Liputan6.com, Jakarta - Pertemuan Presiden terpilih Joko Widodo (Jokowi) dengan Prabowo Subianto dinilai membuat kelompok radikal tersudut.
Pertemuan Jokowi dan Prabowo pada Sabtu, 13 Juli 2019 lalu itu menunjukan rasa persahabatan dan persaudaraan, tanpa membicarakan koalisi atupun bagi-bagi kursi.
Baca Juga
Menurut Pengamat Politik Rafif Pamenang Imawan, pertemuan itu membuat kelompok radikal kehilangan ruang untuk menggalang dukungan.
Advertisement
"Kelompok anti demokrasi tersudut, usai pertemuan Jokowo-Prabowo," ucap Rafif saat dikonfirmasi, Rabu (17/7/2019).
Dia menuturkan, kelompok radikal selalu mencari celah dalam semua momen politik. Karenanya, momentum kelompok radikal mendapat dukungan sudah hilang usai Prabowo memutuskan bertemu dengan Jokowi.
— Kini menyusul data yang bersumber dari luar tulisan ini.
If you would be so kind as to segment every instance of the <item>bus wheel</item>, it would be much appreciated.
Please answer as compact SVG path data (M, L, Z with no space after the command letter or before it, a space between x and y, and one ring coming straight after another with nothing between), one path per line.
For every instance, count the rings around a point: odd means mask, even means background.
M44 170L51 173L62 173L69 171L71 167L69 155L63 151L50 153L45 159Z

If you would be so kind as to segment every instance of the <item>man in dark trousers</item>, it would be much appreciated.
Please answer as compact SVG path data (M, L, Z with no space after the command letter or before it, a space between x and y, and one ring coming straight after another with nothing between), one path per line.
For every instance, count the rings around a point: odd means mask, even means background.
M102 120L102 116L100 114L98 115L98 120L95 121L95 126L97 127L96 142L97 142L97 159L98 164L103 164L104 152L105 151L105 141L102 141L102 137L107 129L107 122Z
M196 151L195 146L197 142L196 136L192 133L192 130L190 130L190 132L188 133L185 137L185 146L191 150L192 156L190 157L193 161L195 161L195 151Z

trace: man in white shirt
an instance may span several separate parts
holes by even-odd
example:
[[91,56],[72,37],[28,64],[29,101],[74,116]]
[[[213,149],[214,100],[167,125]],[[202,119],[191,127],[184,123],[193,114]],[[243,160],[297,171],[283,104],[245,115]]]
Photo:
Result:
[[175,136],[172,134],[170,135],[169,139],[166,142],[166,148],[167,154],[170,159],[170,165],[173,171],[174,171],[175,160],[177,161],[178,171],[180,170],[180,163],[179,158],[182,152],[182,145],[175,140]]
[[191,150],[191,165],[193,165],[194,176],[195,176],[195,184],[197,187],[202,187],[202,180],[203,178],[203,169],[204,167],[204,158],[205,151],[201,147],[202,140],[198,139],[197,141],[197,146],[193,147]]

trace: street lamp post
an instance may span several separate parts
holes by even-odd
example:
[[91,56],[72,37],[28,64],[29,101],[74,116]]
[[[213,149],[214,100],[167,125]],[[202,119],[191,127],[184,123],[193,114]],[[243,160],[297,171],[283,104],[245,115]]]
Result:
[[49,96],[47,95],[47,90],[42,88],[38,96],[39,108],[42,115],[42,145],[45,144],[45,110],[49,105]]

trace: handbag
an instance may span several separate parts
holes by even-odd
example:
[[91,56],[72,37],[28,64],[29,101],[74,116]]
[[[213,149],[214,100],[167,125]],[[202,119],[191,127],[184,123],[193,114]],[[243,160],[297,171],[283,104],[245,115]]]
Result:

"Sementara bagi blok kepentingan politik praktis seperti Gerindra sudah selesai masalah pemilu. Namun bagi organisasi radikal, momentumnya telah hilang," ungkap Raffi.
Raffi menyarankan adanya penguatan fungsi hubungan partai politik dengan organisasi masyarakat untuk mencegah eksistensi kelompok radikal di Indonesia. Menurutnya, ormas merupakan simpul dari agregasi politik dalam iklim demokrasi.
"Oleh karenanya perlu untuk memperkuat hubungan antara parpol dan ormas sehingga kanal agregasi politik dapat terkumpul di parpol. Dengan cara ini organisasi antidemokrasi dapat kehilangan ruang gerak," pungkasnya.
Saksikan video pilihan berikut ini:
Waspada Provokasi
Kepala Biro Penerangan Masyarakat Mabes Polri Brigjen Pol Dedi Prasetyo menyatakan, Polri sedang memantau akun-akun media sosial yang menyebarkan kalimat-kalimat provokatif terkait rekonsiliasi antara Presiden Jokowi dengan Prabowo Subianto. Menurut dia, jumlahnya lumayan banyak.
"Di media sosial masih banyak narasi-narasi yang disebarkan oleh akun-akun tertentu dan kini sedang kami mapping. Akun-akun tersebut, kita sudah lihat beberapa kali," kata Dedi di Centre for Strategic and International Studies (CSIS), Tanah Abang, Jakarta Pusat, Senin, (15/7/2019).
Dedi mengatakan, pihaknya menemukan beberapa tagar-tagar di media sosial twitter yang menyuarakan ketidaksetujuannya dengan rekonsiliasi. Pun demikian di youtube atau facebook.
"Kita juga masih menemukan foto-foto dan, video provokasi," ucap dia.
Saat ini, Tim Direktorat Tindak Pidana Siber Bareskrim Polri sedang mendalami akun yang provokatif terhadap rekonsiliasi tersebut. Tak menutup kemungkinan akan dilakukan penegakan hukum.
"Kami sedang dalami. Apakah perbuatan dari pemilik akun tersebut memenuhi unsur pidana atau tidak," ujar dia.